Un momento dell'incontro: "Il dolore, l'amicizia, la speranza" Un momento dell'incontro: "Il dolore, l'amicizia, la speranza"

Il Meeting di Rimini si apre nel segno di fraternità e speranza

La 47ma edizione della fiera prende il via con la testimonianza di Roseline Hamel, sorella di padre Jacques Hamel, e Nassera Kermiche, madre di uno degli attentatori del sacerdote. Le due donne hanno raccontato la loro sofferenza e la loro amicizia che le aiuta a camminare insieme pur nella sofferenza. Ha condotto il dialogo Bernhard Scholz, presidente Fondazione Meeting per l'amicizia fra i popoli, che ha introdotto la manifestazione sottolineando anche l'attesa di Papa Leone XIV

Eugenio Murrali - inviato a Rimini

Non può esistere amicizia fra i popoli se l’amicizia non parte dalle persone, dall’incontro significativo, anche quando sembra impossibile. Oggi, l’abbraccio inimmaginabile tra Roseline Hamel e Nassera Kermiche ha aperto la 47ma edizione del Meeting di Rimini restituendo, in queste due donne semplici e coraggiose, quanto ci indica il titolo del loro dialogo:  Il dolore, l’amicizia, la speranza. 

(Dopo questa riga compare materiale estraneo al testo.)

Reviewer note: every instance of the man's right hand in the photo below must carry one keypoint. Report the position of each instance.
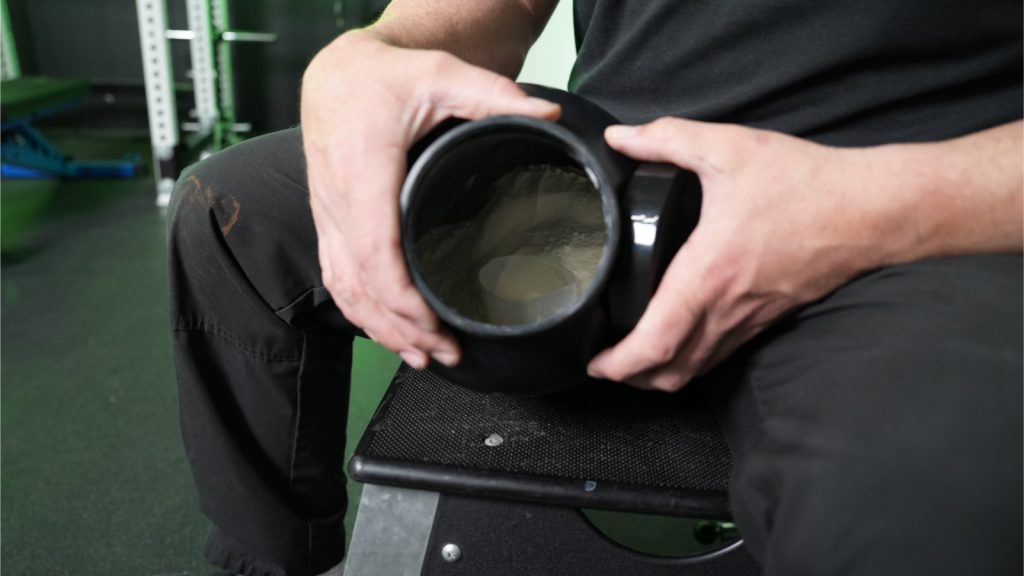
(364, 104)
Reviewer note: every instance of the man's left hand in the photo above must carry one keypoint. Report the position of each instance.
(783, 221)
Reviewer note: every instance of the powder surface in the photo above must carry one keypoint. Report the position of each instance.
(552, 212)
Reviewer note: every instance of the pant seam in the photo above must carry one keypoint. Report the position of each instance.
(206, 326)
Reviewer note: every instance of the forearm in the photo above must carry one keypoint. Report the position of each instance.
(954, 197)
(492, 34)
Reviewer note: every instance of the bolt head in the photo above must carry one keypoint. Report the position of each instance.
(451, 552)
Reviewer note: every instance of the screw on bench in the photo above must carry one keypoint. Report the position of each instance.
(712, 532)
(451, 552)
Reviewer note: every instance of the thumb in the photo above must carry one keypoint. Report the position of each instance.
(686, 144)
(475, 92)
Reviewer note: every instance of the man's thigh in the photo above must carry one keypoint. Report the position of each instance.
(879, 430)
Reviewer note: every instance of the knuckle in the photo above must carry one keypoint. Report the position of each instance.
(670, 382)
(659, 352)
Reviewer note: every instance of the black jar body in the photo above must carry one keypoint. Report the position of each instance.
(442, 187)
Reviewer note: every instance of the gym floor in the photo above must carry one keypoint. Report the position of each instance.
(94, 476)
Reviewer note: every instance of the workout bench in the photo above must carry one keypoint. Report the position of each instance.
(459, 482)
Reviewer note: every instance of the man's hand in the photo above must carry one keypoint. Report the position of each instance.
(364, 104)
(784, 221)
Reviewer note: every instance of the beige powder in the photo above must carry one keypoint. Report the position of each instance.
(544, 211)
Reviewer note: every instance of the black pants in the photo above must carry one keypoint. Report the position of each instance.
(876, 432)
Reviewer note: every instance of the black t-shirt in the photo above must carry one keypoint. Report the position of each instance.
(843, 72)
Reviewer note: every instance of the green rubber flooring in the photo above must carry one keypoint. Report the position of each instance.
(94, 479)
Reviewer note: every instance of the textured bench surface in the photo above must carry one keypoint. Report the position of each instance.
(599, 445)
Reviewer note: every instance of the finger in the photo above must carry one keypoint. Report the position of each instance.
(474, 92)
(675, 315)
(371, 175)
(676, 374)
(662, 334)
(687, 144)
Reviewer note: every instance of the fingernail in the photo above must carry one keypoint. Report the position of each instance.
(446, 358)
(413, 359)
(541, 104)
(620, 132)
(427, 325)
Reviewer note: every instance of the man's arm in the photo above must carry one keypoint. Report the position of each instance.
(784, 221)
(366, 98)
(491, 34)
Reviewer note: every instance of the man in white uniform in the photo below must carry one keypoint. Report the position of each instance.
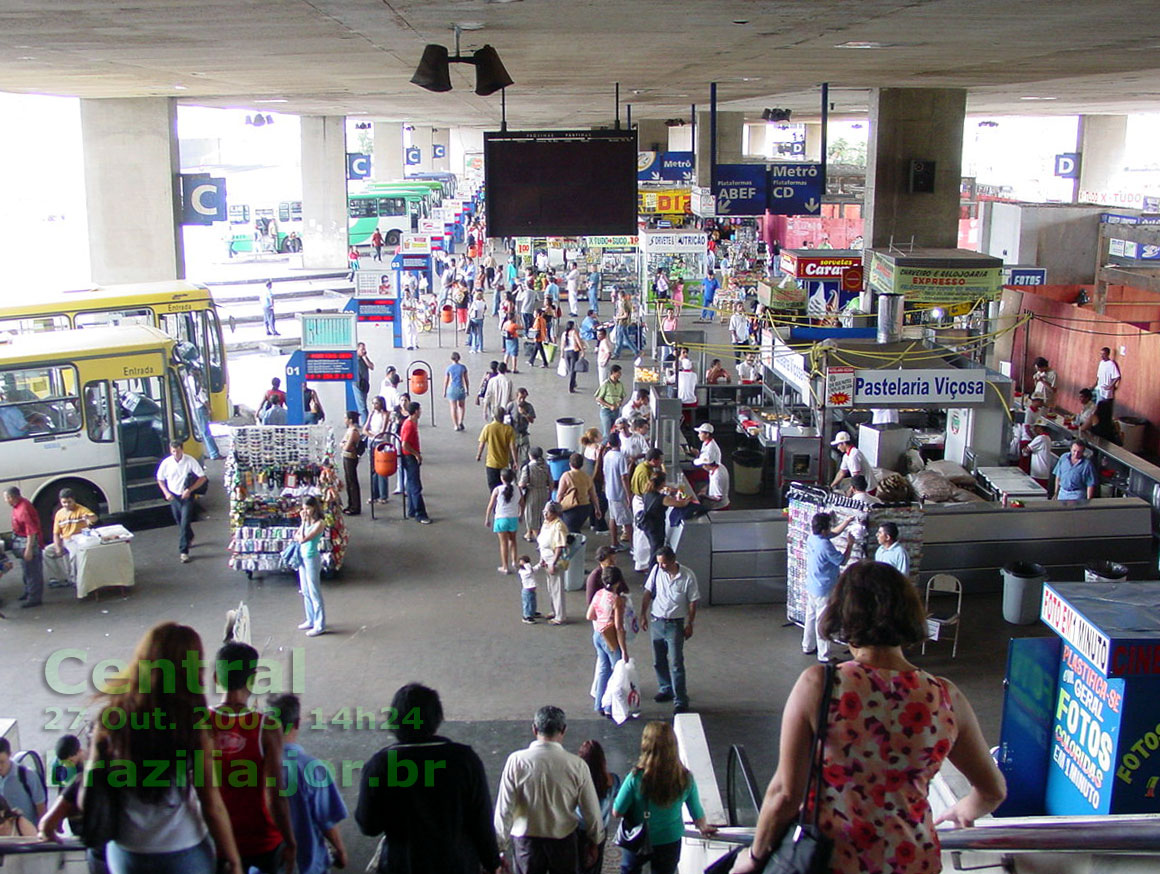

L'attesa di Papa Leone XIV

Quest’anno, però, come ha sottolineato Bernhard Scholz, presidente della Fondazione Meeting per l’amicizia fra i popoli, che ha introdotto la manifestazione e condotto l’evento nel grande e gremito Auditorium San Paolo, la fiera si apre nel segno dell’attesa di Papa Leone XIV, che arriverà domani: "Lo vogliamo accogliere nel miglior modo possibile perché possa incontrare tutto il popolo del Meeting", tra cui i tremila volontari. Il presidente ha inoltre fatto riferimento all’enciclica del Pontefice, Magnifica humanitas, che ha offerto ai temi della manifestazione approfondimento e un allargamento dell’orizzonte. L’evoluzione tecnologica sempre più pervasiva e contraddittoria, la frammentazione delle relazioni sociali, la conflittualità geopolitica, tutti punti che il documento papale e l’incontro  affrontano. "Il Papa ci chiede di sporcarci le mani nel cantiere del nostro tempo. Ed invita tutti a partecipare alla costruzione comune. A ciascuno il suo tratto di muro". Il presidente ha concluso la prolusione leggendo il messaggio del presidente della Repubblica italiana Sergio Mattarella.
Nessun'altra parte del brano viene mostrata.